After one or more big pushes to achieve critical deadlines, you’ll become increasingly exhausted and so will many of your team. The big problem is that the last deadline, the one that seemed so critical, wasn’t the end of the challenges or the program.

What is the Truth?
The truth is that working harder only solves very short-term issues. The harsh truth is that working harder will neither address vulnerabilities in your leadership nor underlying issues in the program.

Logic decrees that if all parts of an equation are fixed, nothing can change. To translate this to the world of transformation programs: to achieve a fixed deadline with the same resources means the outcome will change. If the outcome can’t change, the resources or timing have to.

Being able to clearly articulate options that recognise this reality, while still offering choice, is essential to managing the often-conflicting priorities of your executives, yourself, and your team.

What Needs To Be Understood To Work With This Truth?
God, grant me the serenity to accept the things I cannot change, the courage to change the things I can, and the wisdom to know the difference.

This statement was made by Reinhold Niebuhr, a highly respected American theologian who lived in the 20th century. Mr Niebuhr was an intellectual and public commentator who argued for realism with both the political and religious communities.

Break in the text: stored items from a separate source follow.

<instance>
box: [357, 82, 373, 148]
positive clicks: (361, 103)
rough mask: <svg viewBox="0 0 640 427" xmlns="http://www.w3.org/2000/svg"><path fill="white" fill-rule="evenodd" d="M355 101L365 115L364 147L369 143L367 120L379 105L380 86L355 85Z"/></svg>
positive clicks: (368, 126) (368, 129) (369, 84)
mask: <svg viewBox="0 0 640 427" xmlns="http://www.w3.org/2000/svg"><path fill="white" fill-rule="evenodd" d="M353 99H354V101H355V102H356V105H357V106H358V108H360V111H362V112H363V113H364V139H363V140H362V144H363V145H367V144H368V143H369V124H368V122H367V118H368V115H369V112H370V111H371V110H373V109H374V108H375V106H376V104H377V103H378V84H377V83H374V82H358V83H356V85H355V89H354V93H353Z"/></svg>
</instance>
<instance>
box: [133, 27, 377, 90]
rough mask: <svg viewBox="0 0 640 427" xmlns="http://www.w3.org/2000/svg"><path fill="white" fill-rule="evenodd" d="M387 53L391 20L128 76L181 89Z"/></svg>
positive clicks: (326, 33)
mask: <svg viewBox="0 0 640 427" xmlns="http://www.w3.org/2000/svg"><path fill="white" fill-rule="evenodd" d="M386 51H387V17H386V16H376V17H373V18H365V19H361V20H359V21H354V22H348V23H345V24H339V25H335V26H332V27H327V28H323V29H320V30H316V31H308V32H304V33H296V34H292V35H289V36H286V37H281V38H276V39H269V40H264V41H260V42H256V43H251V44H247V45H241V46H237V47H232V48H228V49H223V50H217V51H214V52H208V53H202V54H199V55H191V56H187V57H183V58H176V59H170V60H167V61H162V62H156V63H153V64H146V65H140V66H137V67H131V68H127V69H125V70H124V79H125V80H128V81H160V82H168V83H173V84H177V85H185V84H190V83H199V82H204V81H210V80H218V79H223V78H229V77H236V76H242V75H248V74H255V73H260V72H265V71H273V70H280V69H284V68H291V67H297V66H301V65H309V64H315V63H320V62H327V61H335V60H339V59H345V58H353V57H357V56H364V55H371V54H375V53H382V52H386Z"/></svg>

For me, his words hold especially true for leaders of transformation programs! The organisation you work for will have things that you will not be able to change, and recognising those, rather than expending energy fighting or complaining about them, will save time and effort better spent elsewhere.

Remember, systems have inertia; they don’t easily change. Friction is created when change is initiated. Courage and energy are required for you to challenge the things you can and need to change in order to deliver a successful program.

Changing Your Approach
If you find yourself working harder and longer, the first question is whether you’re working on the right things. Consider the following to help you arrive at an answer:

  • Why do you think you have to work even harder?
  • What is currently causing you to use this approach?
  • Are you avoiding someone or something?
  • And, importantly, what are your other options?

The third point above will challenge you to consider whether you are using your courage in the right way for the right reasons.

In the same way that a major storm will find the parts of your roof that leak, a major transformation program will highlight the areas of your leadership and support structure that are the most vulnerable. Identifying these vulnerabilities will allow you to seek the support and techniques that are going to be the most helpful to you in overcoming the challenges you will face.

Working harder, rather than taking time to consider a broader set of options, can be driven by the desire to avoid taking certain actions – especially in areas of leadership that you find challenging.

Identifying the root cause of your tendency to rely on working extra hours is the first step to changing your approach.

Support and coaching to assist with this identification process, as well as exploring alternative ways of working, are likely to have major benefits for your health and well-being. You will also be setting a powerful example to your team, with flow-on benefits for the whole program.